Run the failure scenario:

sonda run --scenario examples/network-link-failure.yaml

The full file includes 6 correlated scenarios: interface state for both links, traffic counters for both (with the failing interface dropping to zero and the backup absorbing load), error counters that spike during the failure window, and CPU that jumps from rerouting overhead.

Correlation through sequence alignment

All scenarios in the file use the same 30-value sequence length at rate: 1. Because sonda run starts all threads at the same time, tick 10 in every scenario corresponds to the same wall-clock second. This is how you create correlated behavior across metrics without needing explicit synchronization.

Label design for network metrics¶

Choosing the right labels determines whether your PromQL queries work naturally. The examples in this guide use labels that mirror what real SNMP exporters produce:

Label	Purpose	Example
`device`	Hostname or FQDN of the network device	`rtr-core-01`
`ifName`	SNMP ifName (interface identifier)	`GigabitEthernet0/0/0`
`ifAlias`	Human-readable interface description	`uplink-isp-a`
`job`	Prometheus job label for scrape grouping	`snmp`

This matches the label schema used by snmp_exporter and similar tools, so your dashboards and alert rules work the same way with synthetic data as they do with real SNMP-exported metrics.

Adding more interfaces

To model a device with more interfaces, duplicate a scenario entry and change the ifName and ifAlias labels. Each entry runs on its own thread, so adding interfaces is linear -- 10 interfaces with 4 metrics each means 40 concurrent scenarios. Sonda handles this comfortably at low rates (1/s per metric).

PromQL queries for network monitoring¶

With synthetic data flowing, you can validate the PromQL queries that power your dashboards and alerts.

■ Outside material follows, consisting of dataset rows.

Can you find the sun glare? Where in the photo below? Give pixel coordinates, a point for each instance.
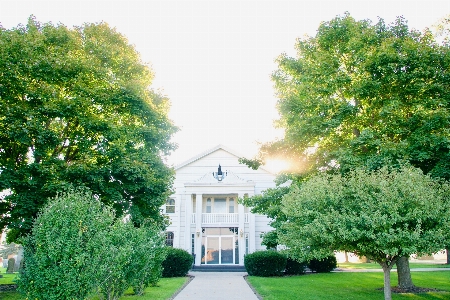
(276, 165)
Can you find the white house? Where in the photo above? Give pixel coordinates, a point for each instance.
(206, 218)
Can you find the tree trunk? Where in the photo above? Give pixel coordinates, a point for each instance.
(404, 273)
(387, 282)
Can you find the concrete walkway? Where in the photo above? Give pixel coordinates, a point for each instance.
(217, 286)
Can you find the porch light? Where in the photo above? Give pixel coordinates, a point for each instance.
(219, 175)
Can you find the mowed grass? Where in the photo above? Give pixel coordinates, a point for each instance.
(412, 265)
(354, 286)
(165, 289)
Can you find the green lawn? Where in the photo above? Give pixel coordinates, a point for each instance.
(412, 265)
(165, 290)
(355, 286)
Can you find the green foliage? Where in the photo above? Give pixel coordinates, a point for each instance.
(62, 253)
(148, 254)
(76, 110)
(268, 203)
(115, 251)
(294, 267)
(178, 262)
(323, 265)
(251, 163)
(380, 214)
(11, 264)
(78, 247)
(383, 215)
(265, 263)
(270, 240)
(363, 94)
(8, 249)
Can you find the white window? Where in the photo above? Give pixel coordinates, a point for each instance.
(169, 238)
(170, 206)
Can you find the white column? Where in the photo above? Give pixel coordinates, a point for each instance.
(241, 239)
(187, 221)
(198, 228)
(251, 229)
(252, 233)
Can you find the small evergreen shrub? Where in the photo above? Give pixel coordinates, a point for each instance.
(265, 263)
(324, 265)
(294, 267)
(11, 264)
(177, 263)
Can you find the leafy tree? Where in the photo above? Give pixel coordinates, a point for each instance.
(383, 215)
(76, 110)
(362, 94)
(366, 95)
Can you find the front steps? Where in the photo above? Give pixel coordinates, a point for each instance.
(218, 268)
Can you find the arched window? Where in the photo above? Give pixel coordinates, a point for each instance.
(169, 238)
(170, 206)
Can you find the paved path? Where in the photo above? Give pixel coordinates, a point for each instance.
(217, 286)
(232, 285)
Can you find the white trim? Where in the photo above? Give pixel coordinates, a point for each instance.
(212, 150)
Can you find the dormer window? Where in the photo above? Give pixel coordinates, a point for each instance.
(219, 175)
(170, 206)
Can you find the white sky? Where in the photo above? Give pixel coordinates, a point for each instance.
(213, 58)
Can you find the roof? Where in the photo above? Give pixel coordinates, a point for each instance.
(208, 152)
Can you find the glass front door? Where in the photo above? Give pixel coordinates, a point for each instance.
(219, 246)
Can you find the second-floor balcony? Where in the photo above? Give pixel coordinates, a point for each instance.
(219, 218)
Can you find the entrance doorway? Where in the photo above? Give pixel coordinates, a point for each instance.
(220, 246)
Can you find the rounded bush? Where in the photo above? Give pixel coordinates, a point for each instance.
(323, 265)
(265, 263)
(177, 263)
(294, 267)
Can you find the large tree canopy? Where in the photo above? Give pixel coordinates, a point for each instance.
(383, 215)
(76, 109)
(366, 94)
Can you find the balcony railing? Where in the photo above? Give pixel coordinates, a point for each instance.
(220, 218)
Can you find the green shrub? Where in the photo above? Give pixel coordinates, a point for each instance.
(265, 263)
(78, 247)
(11, 264)
(148, 255)
(294, 267)
(323, 265)
(59, 255)
(177, 263)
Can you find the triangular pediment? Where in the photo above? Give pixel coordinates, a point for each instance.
(230, 153)
(228, 178)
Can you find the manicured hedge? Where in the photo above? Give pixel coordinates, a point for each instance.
(324, 265)
(177, 263)
(265, 263)
(294, 267)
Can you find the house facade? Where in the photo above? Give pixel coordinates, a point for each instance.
(205, 216)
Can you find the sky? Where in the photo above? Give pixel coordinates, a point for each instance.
(214, 59)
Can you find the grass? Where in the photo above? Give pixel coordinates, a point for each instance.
(355, 286)
(165, 289)
(412, 265)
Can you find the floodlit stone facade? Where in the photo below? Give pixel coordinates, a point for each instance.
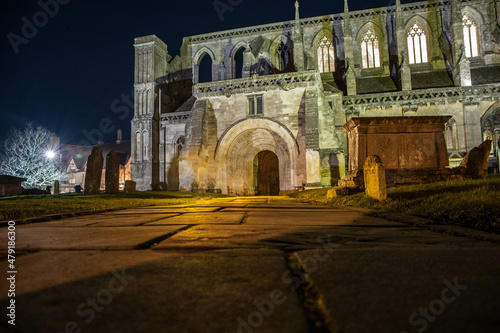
(268, 116)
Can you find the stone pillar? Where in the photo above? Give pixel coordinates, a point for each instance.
(404, 68)
(313, 167)
(350, 80)
(349, 51)
(374, 177)
(247, 61)
(298, 42)
(464, 70)
(457, 40)
(94, 172)
(472, 124)
(405, 73)
(112, 177)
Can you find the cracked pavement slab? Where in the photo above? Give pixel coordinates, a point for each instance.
(225, 267)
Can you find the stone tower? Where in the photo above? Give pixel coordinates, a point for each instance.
(150, 63)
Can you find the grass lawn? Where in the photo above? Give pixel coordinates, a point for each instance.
(22, 207)
(471, 203)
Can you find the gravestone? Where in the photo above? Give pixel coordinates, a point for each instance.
(56, 187)
(112, 176)
(476, 161)
(374, 176)
(130, 186)
(94, 172)
(412, 149)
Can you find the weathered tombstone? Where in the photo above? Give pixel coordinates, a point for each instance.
(129, 186)
(94, 172)
(112, 176)
(476, 161)
(374, 176)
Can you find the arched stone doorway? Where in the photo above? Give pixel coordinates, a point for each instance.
(266, 173)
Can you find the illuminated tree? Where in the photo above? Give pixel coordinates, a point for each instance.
(31, 153)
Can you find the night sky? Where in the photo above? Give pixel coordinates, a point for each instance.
(67, 76)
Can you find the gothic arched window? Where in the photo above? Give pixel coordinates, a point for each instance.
(417, 45)
(370, 53)
(326, 56)
(470, 37)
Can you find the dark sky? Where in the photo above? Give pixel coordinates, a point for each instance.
(67, 74)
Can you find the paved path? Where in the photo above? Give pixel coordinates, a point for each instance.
(249, 265)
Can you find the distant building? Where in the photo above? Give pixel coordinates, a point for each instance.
(267, 118)
(74, 159)
(10, 185)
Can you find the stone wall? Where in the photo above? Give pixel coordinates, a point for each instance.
(201, 135)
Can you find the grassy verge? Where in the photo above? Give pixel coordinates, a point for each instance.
(22, 207)
(471, 203)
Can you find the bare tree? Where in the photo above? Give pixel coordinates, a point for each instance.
(31, 153)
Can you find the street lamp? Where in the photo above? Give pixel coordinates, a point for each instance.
(50, 154)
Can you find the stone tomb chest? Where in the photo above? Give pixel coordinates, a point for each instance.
(409, 144)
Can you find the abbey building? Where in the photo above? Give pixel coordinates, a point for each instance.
(257, 110)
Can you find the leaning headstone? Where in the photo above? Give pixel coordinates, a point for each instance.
(94, 172)
(476, 161)
(374, 176)
(129, 186)
(112, 176)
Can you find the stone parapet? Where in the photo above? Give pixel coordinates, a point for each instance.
(256, 84)
(423, 96)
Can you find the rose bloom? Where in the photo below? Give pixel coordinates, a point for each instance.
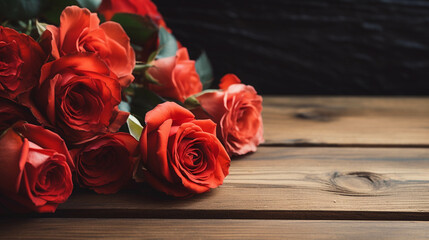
(11, 112)
(106, 164)
(80, 31)
(236, 108)
(78, 97)
(34, 169)
(20, 62)
(140, 7)
(181, 156)
(176, 75)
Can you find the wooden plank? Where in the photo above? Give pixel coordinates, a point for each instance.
(350, 121)
(208, 229)
(289, 183)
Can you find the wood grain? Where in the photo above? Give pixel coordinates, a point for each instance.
(347, 121)
(208, 229)
(289, 183)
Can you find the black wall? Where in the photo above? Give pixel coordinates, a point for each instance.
(310, 46)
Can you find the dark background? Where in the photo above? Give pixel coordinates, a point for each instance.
(356, 47)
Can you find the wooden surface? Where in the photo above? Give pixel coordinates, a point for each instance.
(66, 228)
(363, 159)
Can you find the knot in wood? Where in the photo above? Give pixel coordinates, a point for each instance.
(358, 184)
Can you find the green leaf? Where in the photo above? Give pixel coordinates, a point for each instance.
(204, 70)
(167, 44)
(139, 28)
(92, 5)
(135, 127)
(143, 101)
(20, 9)
(41, 27)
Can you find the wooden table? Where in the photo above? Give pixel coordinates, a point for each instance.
(331, 168)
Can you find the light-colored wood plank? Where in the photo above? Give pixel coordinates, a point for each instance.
(209, 229)
(290, 183)
(347, 120)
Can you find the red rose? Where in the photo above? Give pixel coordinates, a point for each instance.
(141, 7)
(176, 75)
(78, 96)
(106, 164)
(20, 62)
(34, 170)
(80, 31)
(181, 156)
(237, 111)
(11, 112)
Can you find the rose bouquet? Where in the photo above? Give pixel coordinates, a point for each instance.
(104, 98)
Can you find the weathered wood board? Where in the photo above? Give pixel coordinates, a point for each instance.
(90, 228)
(347, 121)
(289, 183)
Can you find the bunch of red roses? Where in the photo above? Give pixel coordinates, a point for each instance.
(65, 103)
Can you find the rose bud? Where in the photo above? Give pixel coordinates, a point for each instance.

Here are the most common network monitoring queries, ready to use with the metrics from the example scenarios.

Interface throughput¶

Derive bits-per-second from the octets counter:

rate(interface_in_octets{device="rtr-core-01"}[1m]) * 8

This works because the sawtooth generator produces a monotonically increasing counter -- rate() computes the per-second derivative, and multiplying by 8 converts octets to bits.

Interface state¶

Detect interfaces that are down:

interface_oper_state{device="rtr-core-01"} == 0

During the link failure scenario, this returns GigabitEthernet0/0/0 for seconds 10--19 of each 30-second cycle.

Error rate¶

Alert on sustained interface errors:

rate(interface_errors{device="rtr-core-01"}[5m]) > 0

Traffic shift detection¶

Compare traffic ratios between interfaces to detect redistribution:

  rate(interface_in_octets{device="rtr-core-01",ifName="GigabitEthernet0/0/1"}[1m])
/
  (
    rate(interface_in_octets{device="rtr-core-01",ifName="GigabitEthernet0/0/0"}[1m])
    + rate(interface_in_octets{device="rtr-core-01",ifName="GigabitEthernet0/0/1"}[1m])
  )

Under normal conditions this ratio sits near 0.4 (ISP-B carries less traffic). During a failure on Gi0/0/0, it jumps to 1.0 -- all traffic is on the backup link.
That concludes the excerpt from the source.